Taming High Feedback on Delay effect

-ctn-

New member
Hey everyone. I have an audio project that is, so far, working pretty well! One of the little issues I’m having is getting that nasty volume creep / distortion when turning up a feedback loop on a delayed signal.

I apologize for not having my code posted, I’m at work and don’t have access to it. I figured the problem is broad enough that it might not be necessary, though I can update later.

Project for context: a piezo sound / noise box with Teensy doing a delay effect, the intent is to be able to set the delay time with a knob and turn the feedback up when interacting with the box to effectively get a percussion loop, that loops the delayed signal forever until you turn the knob
down. I don’t want to record it as a sample and play it back because I want to be able to have a loop going (delayed signal repeating forever) and be able to add on top of it, ie tap the box to get a bass drum sound, then tap metal to get a snare sound, etc. So the input is always active

What works: everything!

Issue: of course, turning the feedback loop to 100% causes the delayed signal to increase in volume until it comes distorted noise. I would like to find some way to tame this and keep the delayed signal at a constant volume.

Relevant details / code:

Using a 10K pot into an analog pin, using analogRead(); to find its current value, rounding and mapping that value to 0-1.0, and applying that value to the mixer block’s channel which is connected to the delay output.

I’m only using one delay line. The serial monitor displays everything as it should: the pot at 50% shows 0.5 value, then at max 100% shows 1.0 value. It never goes above 1.0 because that is the highest I have it mapped to.

I’m not sure how to alleviate the issue, other than maybe adding an amp or mixer block between the delay and the feedback mixer in order to drop the signal in volume a little bit, but I feel like it won’t solve anything and I’ll still get that runaway feedback problem.

I’ve tried setting the max feedback value to 0.98 and 0.95 to see if maybe a value just under 1.0 would work, and it does for a little bit, but as expected, eventually the delayed signal fades out which isn’t what I want. I want it to go forever but avoid the creeping volume increase. From my experience, this is fairly common with delay paths, although a lot of other devices (effects pedals etc) have some work around because they can function as I want this to.

Has anyone here tried anything similar or have any ideas? Thanks!
 
teensy_setup.PNG

I may have discovered the culprit, but I haven't tried any fixes or thought through a solution that I'm confident about.

Theory: My Audio System Library routing is like this. Mixer1 handles both line-in inputs and the delayed signal output (feedback loop). The two mixer channels from Amp1 and Amp2 are set to 0.33 and don't ever change, although the third mixer channel (from the delay output) is set to 0.0 to start the sketch with no delay feedback.

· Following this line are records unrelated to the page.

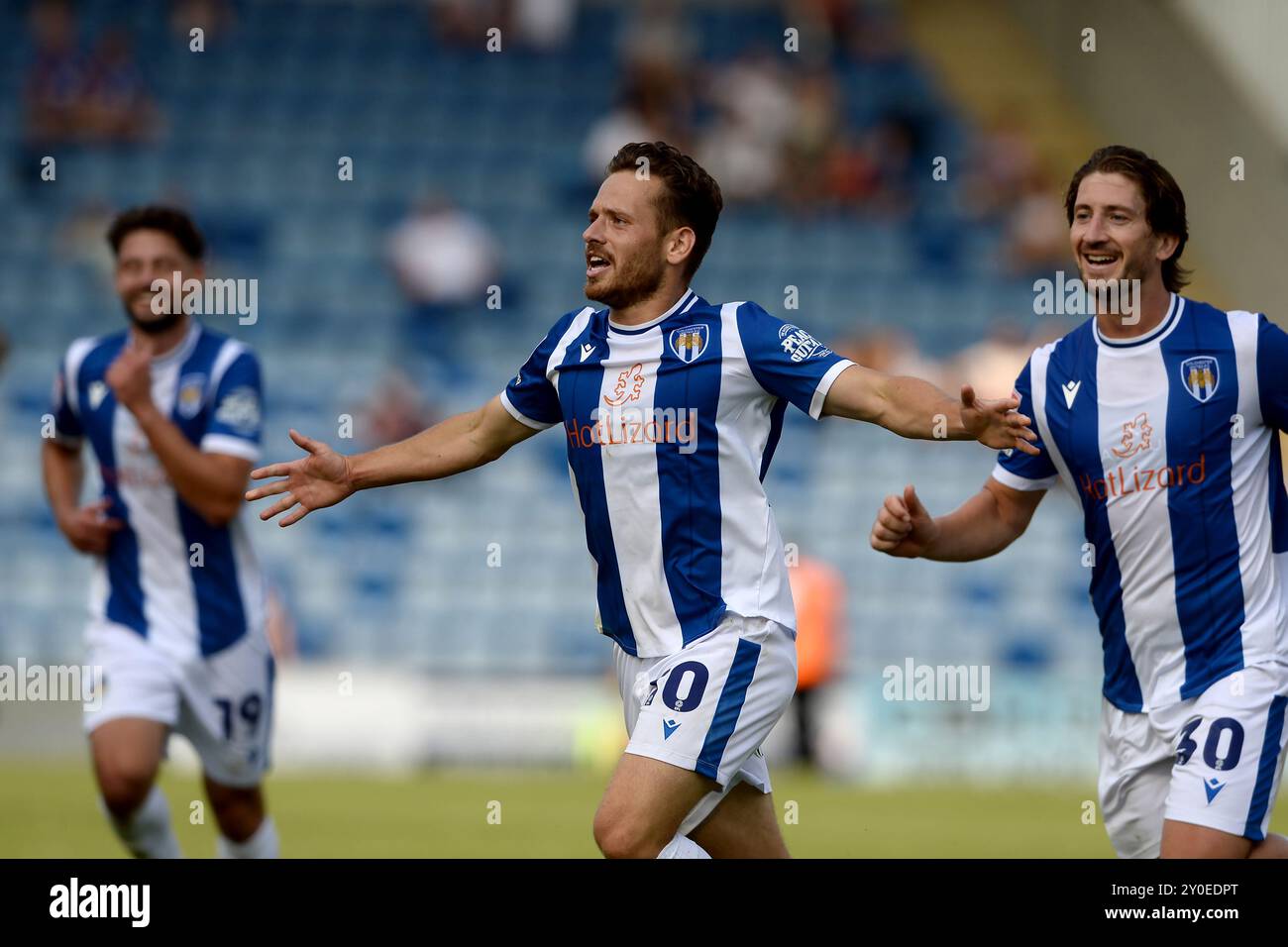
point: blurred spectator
(116, 103)
(656, 38)
(755, 115)
(890, 147)
(443, 257)
(214, 17)
(643, 115)
(1003, 166)
(394, 411)
(818, 591)
(80, 237)
(894, 352)
(465, 22)
(544, 25)
(55, 80)
(811, 140)
(1037, 232)
(992, 365)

As mentioned, by Feedback Knob is mapped from 0-1.0 and that value is applied to Mixer1 channel 3 (delay output) to turn up the delay feedback. Well, the other two channels are still at 0.33 (0.33+0.33=0.66), so if the third channel is set to 1.0 because of the knob position, the final output of Mixer1 is 1.66, which can cause clipping. Since the output of Mixer1 feeds into the delay input, the clipping will only increase.

So my fix is going to be to play with the gain of the mixer channels in order to get a final output at or below 1.0 and see if that fixes my runaway feedback issue. Hopefully if the output is exactly 1.0 there will be no decay effect on the delayed signals but I'm not sure yet.